Example of a case (Slide_25) judged as dVIN with >90% agreement during both rounds of assessment. (A) Histologic features associated with dVIN (thickened epithelium, eosinophilic appearance, hyper and parakeratosis) can be observed under low magnification. Examination under higher magnification (B, C) shows heterogeneity in nuclear size and shape, mitotic figure, individual cell keratinization and cobblestone appearance (D) p53‐IHC was judged as diffuse overexpression with >90% agreement.

Figure 4

Example of a case (Slide_14) judged as dVIN with >90% agreement during both rounds of agreement. (A) Histologic features associated with dVIN (thickened epithelium, eosinophilic appearance, hyper and parakeratosis) can be observed under low magnification.

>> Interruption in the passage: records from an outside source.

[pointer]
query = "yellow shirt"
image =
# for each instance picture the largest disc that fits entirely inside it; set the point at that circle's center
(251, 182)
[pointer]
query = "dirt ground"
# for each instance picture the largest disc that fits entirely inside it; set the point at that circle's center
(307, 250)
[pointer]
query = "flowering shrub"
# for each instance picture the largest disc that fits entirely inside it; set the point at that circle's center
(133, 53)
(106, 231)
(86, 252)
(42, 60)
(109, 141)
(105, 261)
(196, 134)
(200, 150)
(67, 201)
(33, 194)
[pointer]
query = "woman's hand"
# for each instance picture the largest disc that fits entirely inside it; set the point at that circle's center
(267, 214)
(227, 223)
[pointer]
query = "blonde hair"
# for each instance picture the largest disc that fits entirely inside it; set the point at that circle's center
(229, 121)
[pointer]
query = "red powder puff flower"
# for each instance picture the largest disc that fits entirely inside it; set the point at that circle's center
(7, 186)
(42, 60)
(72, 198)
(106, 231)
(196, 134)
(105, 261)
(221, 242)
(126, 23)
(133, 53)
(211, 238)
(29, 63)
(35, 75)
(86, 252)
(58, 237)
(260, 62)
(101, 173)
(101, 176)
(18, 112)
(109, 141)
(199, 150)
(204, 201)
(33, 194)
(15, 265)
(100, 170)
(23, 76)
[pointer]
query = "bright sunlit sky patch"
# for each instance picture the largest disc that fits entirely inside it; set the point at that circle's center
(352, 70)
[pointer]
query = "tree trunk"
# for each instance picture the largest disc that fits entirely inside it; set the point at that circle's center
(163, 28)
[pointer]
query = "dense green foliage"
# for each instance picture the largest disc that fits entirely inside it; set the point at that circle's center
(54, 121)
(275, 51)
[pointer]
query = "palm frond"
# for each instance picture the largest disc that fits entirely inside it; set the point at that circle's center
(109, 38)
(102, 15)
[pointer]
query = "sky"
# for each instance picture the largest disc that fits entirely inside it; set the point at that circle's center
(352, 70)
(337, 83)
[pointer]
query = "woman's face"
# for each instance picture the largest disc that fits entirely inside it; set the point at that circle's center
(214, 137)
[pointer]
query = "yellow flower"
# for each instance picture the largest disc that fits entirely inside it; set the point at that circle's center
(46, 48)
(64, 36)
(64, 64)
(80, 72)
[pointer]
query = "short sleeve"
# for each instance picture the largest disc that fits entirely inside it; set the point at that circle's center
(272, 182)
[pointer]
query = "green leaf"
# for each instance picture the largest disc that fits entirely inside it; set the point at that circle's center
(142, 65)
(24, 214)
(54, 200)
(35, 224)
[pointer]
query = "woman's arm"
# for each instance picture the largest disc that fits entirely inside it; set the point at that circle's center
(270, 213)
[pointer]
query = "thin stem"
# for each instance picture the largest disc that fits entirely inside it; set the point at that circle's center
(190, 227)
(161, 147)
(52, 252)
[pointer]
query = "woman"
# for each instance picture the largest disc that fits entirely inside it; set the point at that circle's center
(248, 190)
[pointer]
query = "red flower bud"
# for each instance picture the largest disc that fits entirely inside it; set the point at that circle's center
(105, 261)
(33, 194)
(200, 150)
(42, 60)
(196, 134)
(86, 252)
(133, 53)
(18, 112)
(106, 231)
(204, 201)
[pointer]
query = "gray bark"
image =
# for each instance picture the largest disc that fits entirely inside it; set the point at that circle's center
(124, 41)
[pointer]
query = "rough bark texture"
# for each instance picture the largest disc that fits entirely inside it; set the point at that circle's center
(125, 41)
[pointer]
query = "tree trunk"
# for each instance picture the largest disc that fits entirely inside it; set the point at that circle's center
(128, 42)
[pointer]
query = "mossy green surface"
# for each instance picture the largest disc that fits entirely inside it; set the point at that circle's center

Examination under higher magnification (B, C) shows extensive nuclear atypia, hyperchromatic nuclei and individual cell keratinization (D) p53‐IHC was judged as cytoplasmic expression with >90% agreement.

Figure 5

Case (Slide_2) that did not have a majority diagnosis during the first round of assessment (50% diagnosed as dVIN or favor dVIN and 50% diagnosed as no‐VIN or favor no‐VIN). (A) Histological features of atypia are barely observable under low magnification. (B, C) Higher magnification examination reveals subtle nuclear atypia, that is, nuclear angulation and hyperchromatic nuclei (D) p53‐IHC was judged as null‐pattern with 100% agreement, and the majority diagnosis changed to dVIN/favor dVIN during the second round of assessment; inset shows an area with stromal p53‐expression.

Figure 6

Example of a case (Slide_1) where the majority diagnosis changed from no‐VIN/favor no‐VIN to dVIN/favor dVIN during the second round of assessment (A) Low power examination shows prominent parakeratosis, eosinophilic appearance of the epithelial cells, and occasional hyperchromatic nuclei (B, C) Higher magnification examination reveals features of nuclear atypia and individual cell keratinization (D) p53‐IHC was judged as diffuse overexpression >90% agreement.